|What syllables make up the supertonic triad?|
Question: What syllables make up the supertonic triad and in the key of A, what would those notes be? - L.T.
Answer: The supertonic triad sounds like it would be a triad born with special powers, but disappointingly is nothing more than the triad built on the second step of the scale (and using just notes of the scale).
So, here's how you form it. The A major scale is A, B, C#, D, E, F#, G#. The second note is B, so that's the root of the supertonic ("above the tonic") triad. A triad built on B and using the above scale notes would come out as B, D, F# (remember that a third covers three note names, so B to D makes a third and D to F# makes another).
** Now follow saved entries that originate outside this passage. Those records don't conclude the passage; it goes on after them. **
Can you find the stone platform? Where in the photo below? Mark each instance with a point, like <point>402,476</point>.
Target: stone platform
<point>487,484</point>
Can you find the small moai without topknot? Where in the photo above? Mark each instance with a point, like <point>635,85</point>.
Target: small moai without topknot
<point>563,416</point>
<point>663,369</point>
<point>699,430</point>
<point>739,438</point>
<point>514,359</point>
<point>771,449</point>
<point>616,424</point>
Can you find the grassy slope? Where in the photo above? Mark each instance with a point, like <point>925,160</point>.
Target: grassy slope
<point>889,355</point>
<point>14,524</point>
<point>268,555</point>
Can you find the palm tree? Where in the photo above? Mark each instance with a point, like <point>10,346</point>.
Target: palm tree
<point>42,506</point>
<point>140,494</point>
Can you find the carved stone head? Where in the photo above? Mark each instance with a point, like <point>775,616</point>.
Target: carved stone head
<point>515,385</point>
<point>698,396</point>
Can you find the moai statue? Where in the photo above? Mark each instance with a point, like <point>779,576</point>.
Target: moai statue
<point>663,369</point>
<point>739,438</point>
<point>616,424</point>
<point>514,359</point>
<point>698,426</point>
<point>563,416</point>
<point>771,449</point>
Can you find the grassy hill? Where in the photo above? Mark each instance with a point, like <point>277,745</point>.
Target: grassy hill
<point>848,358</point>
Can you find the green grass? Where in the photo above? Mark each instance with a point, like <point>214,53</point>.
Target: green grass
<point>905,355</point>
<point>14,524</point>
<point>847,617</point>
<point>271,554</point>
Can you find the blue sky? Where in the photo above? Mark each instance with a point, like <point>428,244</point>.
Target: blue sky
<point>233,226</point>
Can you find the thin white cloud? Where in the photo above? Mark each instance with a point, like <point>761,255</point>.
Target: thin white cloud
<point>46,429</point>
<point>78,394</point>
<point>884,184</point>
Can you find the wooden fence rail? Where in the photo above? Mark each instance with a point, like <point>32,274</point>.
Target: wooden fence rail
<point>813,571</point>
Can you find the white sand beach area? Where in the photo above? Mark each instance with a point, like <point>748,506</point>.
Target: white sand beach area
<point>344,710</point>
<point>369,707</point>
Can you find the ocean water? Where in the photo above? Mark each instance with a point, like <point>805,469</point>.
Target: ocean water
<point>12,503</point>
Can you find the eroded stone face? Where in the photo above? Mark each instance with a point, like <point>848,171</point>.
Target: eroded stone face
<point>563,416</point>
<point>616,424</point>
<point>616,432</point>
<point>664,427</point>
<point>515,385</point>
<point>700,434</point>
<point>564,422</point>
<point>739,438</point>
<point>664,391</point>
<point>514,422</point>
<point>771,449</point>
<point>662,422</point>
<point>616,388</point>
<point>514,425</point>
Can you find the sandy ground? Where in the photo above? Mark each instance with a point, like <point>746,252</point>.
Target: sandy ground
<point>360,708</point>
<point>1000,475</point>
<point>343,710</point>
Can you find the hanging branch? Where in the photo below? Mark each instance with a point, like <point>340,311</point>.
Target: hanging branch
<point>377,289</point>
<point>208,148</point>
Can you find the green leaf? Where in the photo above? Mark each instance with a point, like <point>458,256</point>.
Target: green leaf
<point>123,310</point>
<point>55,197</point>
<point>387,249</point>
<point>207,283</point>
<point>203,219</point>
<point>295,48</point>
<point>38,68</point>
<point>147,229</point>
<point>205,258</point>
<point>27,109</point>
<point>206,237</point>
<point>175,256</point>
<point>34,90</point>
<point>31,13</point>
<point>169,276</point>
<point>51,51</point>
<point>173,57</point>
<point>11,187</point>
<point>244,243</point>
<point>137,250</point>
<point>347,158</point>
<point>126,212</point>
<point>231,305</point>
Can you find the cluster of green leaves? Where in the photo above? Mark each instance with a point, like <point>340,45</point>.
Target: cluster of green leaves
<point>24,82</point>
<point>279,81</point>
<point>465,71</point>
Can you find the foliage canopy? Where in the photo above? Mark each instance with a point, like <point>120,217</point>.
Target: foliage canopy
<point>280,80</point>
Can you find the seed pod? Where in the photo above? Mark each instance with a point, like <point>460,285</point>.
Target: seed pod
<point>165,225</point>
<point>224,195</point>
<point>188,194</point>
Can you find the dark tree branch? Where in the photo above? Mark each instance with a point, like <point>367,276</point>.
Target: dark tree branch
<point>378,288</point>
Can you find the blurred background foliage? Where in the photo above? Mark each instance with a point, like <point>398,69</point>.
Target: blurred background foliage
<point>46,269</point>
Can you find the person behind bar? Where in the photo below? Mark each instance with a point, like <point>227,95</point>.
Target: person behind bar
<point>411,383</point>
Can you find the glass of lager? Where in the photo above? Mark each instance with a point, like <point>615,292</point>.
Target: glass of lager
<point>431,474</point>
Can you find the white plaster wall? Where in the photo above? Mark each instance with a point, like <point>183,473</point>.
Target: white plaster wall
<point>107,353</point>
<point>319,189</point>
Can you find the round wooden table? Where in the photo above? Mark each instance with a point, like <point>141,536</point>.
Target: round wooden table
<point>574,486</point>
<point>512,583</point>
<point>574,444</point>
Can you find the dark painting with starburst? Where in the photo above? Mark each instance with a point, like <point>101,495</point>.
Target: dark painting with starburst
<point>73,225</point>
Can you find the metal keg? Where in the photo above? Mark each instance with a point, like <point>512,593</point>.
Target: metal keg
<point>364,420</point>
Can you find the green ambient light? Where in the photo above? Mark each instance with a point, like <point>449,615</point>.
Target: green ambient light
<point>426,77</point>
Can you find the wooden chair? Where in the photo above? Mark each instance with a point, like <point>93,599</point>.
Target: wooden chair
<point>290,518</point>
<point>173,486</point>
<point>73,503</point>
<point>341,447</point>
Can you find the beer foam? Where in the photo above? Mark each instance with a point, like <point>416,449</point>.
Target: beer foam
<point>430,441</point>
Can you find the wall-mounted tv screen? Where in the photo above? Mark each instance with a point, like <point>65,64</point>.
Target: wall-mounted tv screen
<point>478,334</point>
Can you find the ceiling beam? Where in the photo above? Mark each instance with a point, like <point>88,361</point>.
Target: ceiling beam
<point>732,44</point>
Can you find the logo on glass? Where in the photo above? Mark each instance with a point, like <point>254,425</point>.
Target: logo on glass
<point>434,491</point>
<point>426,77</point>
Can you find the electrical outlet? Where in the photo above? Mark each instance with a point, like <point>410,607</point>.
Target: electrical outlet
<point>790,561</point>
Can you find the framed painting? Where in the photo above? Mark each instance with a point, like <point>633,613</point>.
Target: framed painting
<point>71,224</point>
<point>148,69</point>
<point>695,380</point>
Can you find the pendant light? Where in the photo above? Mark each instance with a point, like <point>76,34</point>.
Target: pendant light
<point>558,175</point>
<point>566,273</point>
That's a minor triad, and in a major key the supertonic triad is always a minor triad.
But you mention syllables, so you might want these names in solfege. Same principle applies: if the major scale is Do, Re, Mi, Fa, So, La, Ti, then the supertonic is Re, and the supertonic triad is Re, Fa, La.
The minor scale would also have a supertonic triad, and it would be different. If that scale were F# minor (using the same key signature as A major), the scale notes (natural minor) would be F#, G#, A, B, C#, D, E, and the supertonic triad would be G#, B, D - a diminished triad (two minor thirds adding up to a diminished fifth). In solfege syllables a minor scale reads La, Ti, Do, Re, Mi, Fa, So, and the supertonic in minor would therefore be Ti, Re, Fa.
For the textbook reference, degree names such as "supertonic" are discussed on page 40 of Exploring Theory with Practica Musica, and the supertonic triad and all its siblings are on pages 53-54.